From 11969b32f60e562e1ebb569ace8318739960bcd9 Mon Sep 17 00:00:00 2001
From: thduynguyen <thduynguyen@gmail.com>
Date: Wed, 24 Sep 2014 22:19:47 -0400
Subject: [PATCH] fix gradient and gradientAtZero for linear constrained
 Jacobian, optionally scaled by the dual variables

---
 gtsam/linear/GaussianFactor.h        |  2 +-
 gtsam/linear/GaussianFactorGraph.cpp |  7 +++--
 gtsam/linear/GaussianFactorGraph.h   |  4 +--
 gtsam/linear/HessianFactor.cpp       |  8 +----
 gtsam/linear/HessianFactor.h         |  7 +++--
 gtsam/linear/JacobianFactor.cpp      | 46 ++++++++++++++++++++--------
 gtsam/linear/JacobianFactor.h        |  8 +++--
 7 files changed, 53 insertions(+), 29 deletions(-)
diff --git a/gtsam/linear/GaussianFactor.h b/gtsam/linear/GaussianFactor.h
index 7f7562af0..366b494e5 100644
--- a/gtsam/linear/GaussianFactor.h
+++ b/gtsam/linear/GaussianFactor.h
@@ -128,7 +128,7 @@ namespace gtsam {
     virtual void multiplyHessianAdd(double alpha, const double* x, double* y) const = 0;
 
     /// A'*b for Jacobian, eta for Hessian
-    virtual VectorValues gradientAtZero(const boost::optional<Vector&> dual = boost::none) const = 0;
+    virtual VectorValues gradientAtZero(const boost::optional<const VectorValues&> negDuals = boost::none) const = 0;
 
     /// A'*b for Jacobian, eta for Hessian (raw memory version)

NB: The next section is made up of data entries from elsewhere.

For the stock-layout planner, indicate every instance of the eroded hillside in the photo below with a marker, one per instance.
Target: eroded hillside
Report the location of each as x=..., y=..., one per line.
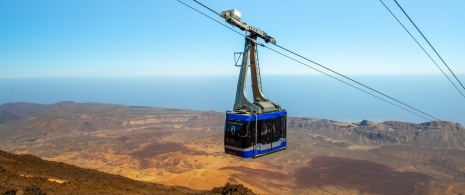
x=185, y=148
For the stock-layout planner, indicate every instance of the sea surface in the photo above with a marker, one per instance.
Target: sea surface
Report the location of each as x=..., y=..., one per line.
x=312, y=96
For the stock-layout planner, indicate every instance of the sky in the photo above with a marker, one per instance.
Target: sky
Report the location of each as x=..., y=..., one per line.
x=164, y=38
x=62, y=38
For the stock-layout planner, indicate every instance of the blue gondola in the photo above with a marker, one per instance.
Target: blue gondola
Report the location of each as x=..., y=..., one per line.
x=255, y=128
x=243, y=139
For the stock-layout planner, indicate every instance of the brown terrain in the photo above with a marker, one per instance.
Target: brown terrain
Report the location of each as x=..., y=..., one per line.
x=184, y=148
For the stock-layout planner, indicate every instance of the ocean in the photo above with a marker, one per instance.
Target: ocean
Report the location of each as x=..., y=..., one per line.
x=312, y=96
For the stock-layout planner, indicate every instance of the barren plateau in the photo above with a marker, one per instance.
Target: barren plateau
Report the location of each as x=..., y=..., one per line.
x=185, y=148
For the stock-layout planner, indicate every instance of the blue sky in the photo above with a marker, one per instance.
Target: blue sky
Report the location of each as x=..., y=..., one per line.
x=60, y=38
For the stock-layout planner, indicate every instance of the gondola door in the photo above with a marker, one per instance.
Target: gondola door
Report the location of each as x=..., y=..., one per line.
x=264, y=135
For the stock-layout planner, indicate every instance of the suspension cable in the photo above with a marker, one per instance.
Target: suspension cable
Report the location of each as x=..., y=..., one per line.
x=326, y=69
x=423, y=49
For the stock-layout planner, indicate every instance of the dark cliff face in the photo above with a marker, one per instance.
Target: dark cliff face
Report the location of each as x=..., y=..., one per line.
x=435, y=134
x=27, y=174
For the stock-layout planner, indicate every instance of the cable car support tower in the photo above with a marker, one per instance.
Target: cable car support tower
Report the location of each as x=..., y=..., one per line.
x=258, y=127
x=260, y=103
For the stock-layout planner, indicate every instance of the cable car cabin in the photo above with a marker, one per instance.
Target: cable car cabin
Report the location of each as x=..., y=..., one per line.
x=255, y=135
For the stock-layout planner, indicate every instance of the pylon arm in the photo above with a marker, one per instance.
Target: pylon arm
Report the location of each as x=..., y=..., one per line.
x=233, y=17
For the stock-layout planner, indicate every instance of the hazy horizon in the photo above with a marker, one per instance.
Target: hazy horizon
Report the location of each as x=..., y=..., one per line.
x=302, y=95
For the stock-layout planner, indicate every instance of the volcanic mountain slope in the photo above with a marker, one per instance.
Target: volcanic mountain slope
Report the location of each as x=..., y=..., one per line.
x=435, y=134
x=31, y=175
x=185, y=148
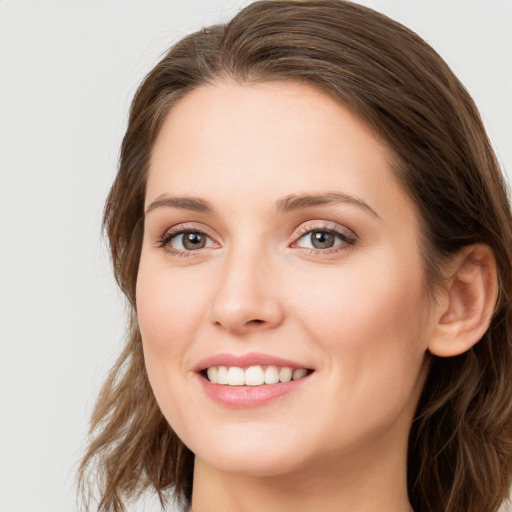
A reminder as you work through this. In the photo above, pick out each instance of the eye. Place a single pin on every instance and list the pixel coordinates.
(185, 240)
(323, 239)
(189, 241)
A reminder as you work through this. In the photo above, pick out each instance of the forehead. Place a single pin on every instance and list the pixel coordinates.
(230, 140)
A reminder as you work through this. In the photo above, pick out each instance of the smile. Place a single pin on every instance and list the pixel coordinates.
(256, 375)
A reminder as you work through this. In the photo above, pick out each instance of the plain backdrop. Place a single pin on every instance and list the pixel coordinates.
(68, 70)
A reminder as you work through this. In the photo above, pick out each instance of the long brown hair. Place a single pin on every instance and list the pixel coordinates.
(460, 447)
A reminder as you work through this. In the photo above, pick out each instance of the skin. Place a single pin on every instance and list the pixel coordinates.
(356, 313)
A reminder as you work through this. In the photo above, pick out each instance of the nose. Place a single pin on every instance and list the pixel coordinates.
(246, 298)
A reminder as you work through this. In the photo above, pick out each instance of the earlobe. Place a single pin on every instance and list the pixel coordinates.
(469, 298)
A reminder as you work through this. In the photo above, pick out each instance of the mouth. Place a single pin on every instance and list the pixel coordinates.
(256, 375)
(250, 380)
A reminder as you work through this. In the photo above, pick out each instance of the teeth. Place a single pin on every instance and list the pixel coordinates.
(254, 375)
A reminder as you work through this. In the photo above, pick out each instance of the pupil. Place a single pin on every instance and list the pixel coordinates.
(194, 240)
(322, 239)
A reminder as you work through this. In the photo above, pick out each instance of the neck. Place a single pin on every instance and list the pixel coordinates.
(371, 482)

     virtual void gradientAtZero(double* d) const = 0;
diff --git a/gtsam/linear/GaussianFactorGraph.cpp b/gtsam/linear/GaussianFactorGraph.cpp
index 9510ba5a0..91603f041 100644
--- a/gtsam/linear/GaussianFactorGraph.cpp
+++ b/gtsam/linear/GaussianFactorGraph.cpp
@@ -254,6 +254,7 @@ namespace gtsam {
   map<Key,Matrix> GaussianFactorGraph::hessianBlockDiagonal() const {
     map<Key,Matrix> blocks;
     BOOST_FOREACH(const sharedFactor& factor, *this) {
+      if (!factor) continue;
       map<Key,Matrix> BD = factor->hessianBlockDiagonal();
       map<Key,Matrix>::const_iterator it = BD.begin();
       for(;it!=BD.end();it++) {
@@ -299,11 +300,12 @@ namespace gtsam {
   }
 
   /* ************************************************************************* */
-  VectorValues GaussianFactorGraph::gradientAtZero() const {
+VectorValues GaussianFactorGraph::gradientAtZero(
+    const boost::optional<const VectorValues&> negDuals) const {
     // Zero-out the gradient
     VectorValues g;
     BOOST_FOREACH(const sharedFactor& factor, *this) {
-      VectorValues gi = factor->gradientAtZero();
+      VectorValues gi = factor->gradientAtZero(negDuals);
       g.addInPlace_(gi);
     }
     return g;
@@ -426,6 +428,7 @@ namespace gtsam {
       const VectorValues& delta) const {
     GaussianFactorGraph::shared_ptr dualGraph(new GaussianFactorGraph());
     BOOST_FOREACH(const Key key, constrainedVariables) {
+      // Each constrained key becomes a factor in the dual graph
       dualGraph->push_back(createDualFactor(key, variableIndex, delta));
     }
     return dualGraph;
diff --git a/gtsam/linear/GaussianFactorGraph.h b/gtsam/linear/GaussianFactorGraph.h
index 09c725cf9..d6614b4fa 100644
--- a/gtsam/linear/GaussianFactorGraph.h
+++ b/gtsam/linear/GaussianFactorGraph.h
@@ -262,11 +262,11 @@ namespace gtsam {
     /**
      * Compute the gradient of the energy function, \f$ \nabla_{x=0} \left\Vert \Sigma^{-1} A x - b
      * \right\Vert^2 \f$, centered around zero. The gradient is \f$ A^T(Ax-b) \f$.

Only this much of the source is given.